Oh, yeah, and there was a gingerbread room. That was kinda fun - to see all the gingerbread houses. My favorite was a replica of a church from (Switzerland?) that the artist's grandfather had attended.
- -Sing Christmas songs - Around a tree, outside, around your table, in your living room, wherever. It doesn't matter where. It will lift your spirit. Music is powerful. One of my favorite activities with my family is singing. At Christmas time we love to sit around the tree and sing Christmas carols together.
- -Make a fun meal together. It doesn't have to be fancy. Pancakes - add red OR green food coloring and suddenly they are Christmasy! Try drizzling the pancake batter in Christmas shapes. Look on google or pinterest for fun, easy, festive food ideas.
- -Make Christmas or winter crafts - google this if you don't have any ideas. There are a billion and one things to do out there!
- -Play with your children - the gift of time and attention is so valuable. Your children may or may not remember the exact experience, but they will value the relationship you build with them and that is more important to remember. Your children/teenagers may not act like it is cool, but they will know you love them.
- -Go do something together - go to the movies, go sledding, build a pillow and blanket fort, carol at a nursing home, play in the snow, do a snow dance if you don't have snow but want it, anything! Just go do something with your family. Let your family members know you love them and love to spend time with them.
- -Sit and talk together - about anything. Make up stories, tell why you love each other, talk about school, work, play, home, build plans together, talk about your dreams and wishes, etc... Listen, too. Part of having a good conversation is being an engaged listener.
- -Make a new Christmas treat together - Peppermint bark is really easy and delicious! All it takes is white chocolate and candy canes. Melt the chocolate, crush the canes and mix. Let it dry and voila! yum. (It's not an exact science, but 1/2 pound bark to 12 candy canes is a good starting ratio.) Caramel or candy popcorn, fudge, whatever tickles your fancy!

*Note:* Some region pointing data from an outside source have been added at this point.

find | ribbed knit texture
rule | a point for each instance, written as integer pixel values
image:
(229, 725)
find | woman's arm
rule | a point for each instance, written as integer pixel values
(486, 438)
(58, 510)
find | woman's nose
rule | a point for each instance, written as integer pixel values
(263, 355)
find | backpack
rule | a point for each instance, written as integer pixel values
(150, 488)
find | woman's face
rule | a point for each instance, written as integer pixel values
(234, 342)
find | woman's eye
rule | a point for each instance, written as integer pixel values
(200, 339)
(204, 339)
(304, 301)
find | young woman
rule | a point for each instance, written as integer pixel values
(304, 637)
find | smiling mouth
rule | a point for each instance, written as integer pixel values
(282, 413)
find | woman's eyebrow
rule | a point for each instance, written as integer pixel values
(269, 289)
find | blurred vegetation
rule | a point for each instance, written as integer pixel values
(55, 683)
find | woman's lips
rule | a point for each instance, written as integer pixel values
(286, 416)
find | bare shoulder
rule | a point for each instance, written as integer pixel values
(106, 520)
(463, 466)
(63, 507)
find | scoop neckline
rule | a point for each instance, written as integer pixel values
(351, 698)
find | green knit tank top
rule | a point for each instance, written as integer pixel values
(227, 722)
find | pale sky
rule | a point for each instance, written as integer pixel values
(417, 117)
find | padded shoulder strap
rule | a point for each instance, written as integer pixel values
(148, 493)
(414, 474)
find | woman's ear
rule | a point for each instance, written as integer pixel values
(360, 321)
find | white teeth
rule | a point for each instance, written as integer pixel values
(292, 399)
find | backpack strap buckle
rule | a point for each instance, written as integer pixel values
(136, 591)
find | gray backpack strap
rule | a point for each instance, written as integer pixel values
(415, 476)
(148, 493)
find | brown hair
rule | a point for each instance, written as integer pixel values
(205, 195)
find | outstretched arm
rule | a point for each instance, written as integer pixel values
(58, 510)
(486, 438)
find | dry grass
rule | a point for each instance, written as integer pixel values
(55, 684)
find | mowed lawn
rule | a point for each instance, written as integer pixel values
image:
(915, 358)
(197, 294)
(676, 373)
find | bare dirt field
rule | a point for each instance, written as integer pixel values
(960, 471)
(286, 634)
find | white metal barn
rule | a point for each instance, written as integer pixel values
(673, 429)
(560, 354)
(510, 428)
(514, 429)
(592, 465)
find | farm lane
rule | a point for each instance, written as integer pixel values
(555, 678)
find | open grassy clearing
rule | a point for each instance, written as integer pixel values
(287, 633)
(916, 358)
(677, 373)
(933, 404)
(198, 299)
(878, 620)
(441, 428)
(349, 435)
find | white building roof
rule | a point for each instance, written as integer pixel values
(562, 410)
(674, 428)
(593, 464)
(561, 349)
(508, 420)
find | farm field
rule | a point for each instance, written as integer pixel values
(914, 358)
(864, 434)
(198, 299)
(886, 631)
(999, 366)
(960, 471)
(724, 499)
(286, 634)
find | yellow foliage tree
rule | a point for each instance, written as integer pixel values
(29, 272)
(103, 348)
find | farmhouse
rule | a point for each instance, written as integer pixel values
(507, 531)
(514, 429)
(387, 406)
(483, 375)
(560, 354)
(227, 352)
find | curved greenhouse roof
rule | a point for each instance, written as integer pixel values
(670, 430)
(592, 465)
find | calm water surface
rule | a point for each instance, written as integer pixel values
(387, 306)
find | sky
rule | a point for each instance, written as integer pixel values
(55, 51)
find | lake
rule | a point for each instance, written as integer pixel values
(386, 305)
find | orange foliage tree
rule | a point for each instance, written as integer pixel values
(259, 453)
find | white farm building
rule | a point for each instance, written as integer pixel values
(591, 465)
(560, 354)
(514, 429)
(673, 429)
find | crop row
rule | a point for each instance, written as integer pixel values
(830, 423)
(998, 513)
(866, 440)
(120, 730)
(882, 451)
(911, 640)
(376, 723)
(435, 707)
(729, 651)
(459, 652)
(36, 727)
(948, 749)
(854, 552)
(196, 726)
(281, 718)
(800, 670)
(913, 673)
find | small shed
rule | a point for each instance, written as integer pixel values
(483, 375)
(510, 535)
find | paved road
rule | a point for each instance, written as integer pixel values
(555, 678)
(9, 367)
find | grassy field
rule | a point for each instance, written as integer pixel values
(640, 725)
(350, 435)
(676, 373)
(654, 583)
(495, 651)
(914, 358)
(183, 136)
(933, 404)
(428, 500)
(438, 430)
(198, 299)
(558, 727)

- Christmas Pin Art - If your child is old enough to do this on his own, great. If he needs a little help, great. Sketch/draw a Christmas (or not Christmas) picture on a paper. Put it on the carpet or other soft place. Using a pin, paperclip, pen, or pencil... poke holes through your outlines. When you are finished, hold it up in front of a light or lamp and see the picture shine! (Really, all you need is outlines. If you feel really inadequate drawing, print or trace a picture on white paper and put your dark paper underneath before you make the holes.)